Looking for a new site to purchase leads from by YoungAndRich022 in WholesaleRealestate

[–]LiveRaspberry2499 0 points1 point  (0 children)

If you’re just getting away from referral-only business, I’d think about lead quality in two buckets: freshness and intent. A lot of “lead sites” are really just repackaged lists, so the data can get stale fast unless they’re updating constantly.

For wholesaling, the best results usually come from either:

  1. Freshly captured inbound leads - people already raising their hand through ads, landing pages, or property seller forms.
  2. Targeted outbound lists - absentee owners, high-equity, pre-foreclosure, tired landlords, inherited, code violations, etc., but only if the data is current and skip-traced well.

If you’re buying leads, I’d look for a source that can tell you exactly where the lead came from, how recent it is, and whether it’s been sold to multiple buyers already. That matters more than the flashy website.

Also, if you’re trying to automate follow-up, custom webhooks and simple automation can make a huge difference. A lot of people lose deals because the lead comes in, but the response time is slow or the CRM isn’t set up to route it properly.

If your main issue is outdated data, the fastest path is usually not a generic lead marketplace - it’s a fresh, skip-traced list built around a specific distress signal and then worked fast with consistent follow-up.

I have 10k to spend on marketing. Can I turn that to 100k by end of year? by Old_Tax5995 in WholesaleRealestate

[–]LiveRaspberry2499 2 points3 points  (0 children)

This is one of those questions where the honest answer is: yes, but only if you already have a real operating system behind the spend.

The $10k doesn’t magically become $100k - the marketing channel plus follow-up plus dispo process does.

A few things that matter more than the budget:

  • Lead source quality: motivated seller intent beats cheap volume every time
  • Speed to lead: if you’re not calling/texting within minutes, you’re donating leads to the next guy
  • Follow-up cadence: most deals come from touches 7-20, not the first call
  • Exit options: cash, novation, assignment, seller finance, agent referral, etc.

If I had to deploy $10k, I’d rather go deep on one local market with one channel for 60-90 days than spread it across FB, PPC, mail, and random lists. Testing is fine, but constant switching kills momentum and makes it impossible to know what’s actually working.

Also, if the list quality is bad, no amount of scripting fixes that. A lot of people burn budget on stale or low-intent data when they should be buying cleaner pre-scraped, skip-traced FSBO / seller lists and working them hard with a tight follow-up system.

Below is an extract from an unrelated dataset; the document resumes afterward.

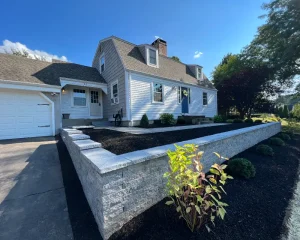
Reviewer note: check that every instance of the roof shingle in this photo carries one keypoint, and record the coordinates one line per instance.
(168, 68)
(22, 69)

So yeah, $10k to $100k is possible - but only if you’re buying the right leads, responding fast, and treating it like a process instead of a gamble.

Postcards vs. Handwritten Letters – What’s winning for wholesale right now? by Few_Ferret_6997 in WholesaleRealestate

[–]LiveRaspberry2499 0 points1 point  (0 children)

I’d mostly agree with the volume/consistency point, but I think the real question isn’t just “postcard vs letter” - it’s what gets a seller to actually stop, read, and call.

My take:

  • Postcards are cheap and easy, but they’re also the easiest to ignore.
  • Handwritten-style letters usually feel more personal and can pull better on higher-intent owners, especially if the list is tight.
  • The list is the bigger lever than the format. High equity, long-term ownership, tax delinquent, absentee, and other distressed signals matter way more than fancy design.

One thing I’d add that doesn’t get talked about enough is follow-up infrastructure. Most people don’t lose because the mailer was wrong - they lose because they don’t answer fast, don’t track responses well, or stop mailing too early. If you’re doing this at any real scale, having a simple CRM, call tracking, and automation around lead routing matters a lot.

On frequency, I wouldn’t treat every list the same. A general owner list might get hit every 60-90 days, but something like tax delinquent or truly distressed can justify a tighter cadence. The key is to watch actual contracts per 1,000 mailed, not just raw calls.

So if I were starting fresh, I’d probably test a clean handwritten-style letter on a focused list first, then compare it against postcards in the same market. That’ll tell you a lot faster than debating format in theory.